When erected, this thing is huge. I looked on the Internet at the photo of the tiny, steep campsite I’d reserved in Calaveras and realized there’s no way it will fit around the table. See the red line between those two trees? That’s no 13 feet.

Not relishing the prospect of being tormented by flying, biting insects for two days, I tried yet again to find a roomier site in Calaveras. No luck. It was time to start researching other venues further away in the central Sierra. In the process, I happened to stumble upon an article in Sunset Magazine that listed California’s best campgrounds. I was thrilled to see among them the place in Lassen National Park that I’d chosen for Ember’s and my August trip. The piece went on to specify the two best sites there. You know perfectly well what I did. Lo and behold, one was free the exact two days we’ll be there. So I fixed that.

Later I realized that our prior site was probably nicer, but I think I’m done now.

Examining a map of California state parks, I located one I haven’t been to in decades: Grover Hot Springs on the eastern edge of the state, almost in Nevada. 

It’s a ton more driving, but three sites were open there. I consulted with Eleni who agreed that it might be a better option, because—look—there’s room for the screen house. I think. 

And I’ll need that protection, with the site backing up to a tiny creek, and a big meadow a few yards away: serious bug action. I’m wondering if that’s why those three sites—the only ones in the campground close to the brackish water—were still available. Oh well. Fingers crossed. No more plan-changing. 

In telling you all this, I realize I am, once again, fully exposing my obnoxiously compulsive nature in all its glory. Oh well; take me or leave me. After all, Mister Rogers told me I’m fine just the way I am. No, really: he actually said that. I have it on tape somewhere. Let me search. 

Okie dokie, here ya go:

5 comments

  1. I shall be very excited to hear how all your camping trips go! I’m sure you’ve selected the most perfect spots now. Definitely.

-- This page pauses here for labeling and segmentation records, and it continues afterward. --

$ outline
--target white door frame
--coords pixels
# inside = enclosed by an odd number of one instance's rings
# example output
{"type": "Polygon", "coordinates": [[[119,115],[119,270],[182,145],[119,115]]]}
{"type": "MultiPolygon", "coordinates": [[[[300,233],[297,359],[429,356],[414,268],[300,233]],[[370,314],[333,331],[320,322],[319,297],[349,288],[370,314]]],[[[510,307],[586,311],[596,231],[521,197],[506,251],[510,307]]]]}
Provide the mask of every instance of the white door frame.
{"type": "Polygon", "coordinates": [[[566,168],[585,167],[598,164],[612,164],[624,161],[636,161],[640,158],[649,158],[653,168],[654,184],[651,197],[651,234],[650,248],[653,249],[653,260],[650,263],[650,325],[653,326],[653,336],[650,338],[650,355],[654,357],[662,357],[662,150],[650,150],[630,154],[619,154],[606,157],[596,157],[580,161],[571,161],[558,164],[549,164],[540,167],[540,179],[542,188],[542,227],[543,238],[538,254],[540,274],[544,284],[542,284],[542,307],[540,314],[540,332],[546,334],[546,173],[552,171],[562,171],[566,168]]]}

  2. I’ve camped at Grover Hot Springs many years ago and remember it was fine. One time though, I was there in the fall with my then bf, had the whole place to ourselves, and it was fine… till we locked the keys in the car. It was late. The lights were on and a tape was playing. We tried all kinds of ways to get in, but eventually broke a window to get in. A couple of days later, I told the tale to my sister (from whom the car had been handed down) and she asked, “Why didn’t you use the hide-a-key?” Which, of course, she’d never told me existed. I let her live.

    The adjacent hot springs pool was wonderful the first time I was there, on a winter night with the full moon glowing off the snowy surrounding mountains. It might not be so enticing in August.

  3. Thanks for your comments, everyone.

    Ellen. After that saga, your sister was indeed lucky to escape with her life! Yikes. But I’m delighted to hear that, other than that, your camping experience was good. I’ll bet it’s really nice there in the fall. Unfortunately, it’ll be full when I go in ten days.

    I’ll probably steer clear of the hot pools this time: not just the summer heat, but the probable crowds. Though it’s all outdoors and I’m vaccinated, I’m still Covid-wary.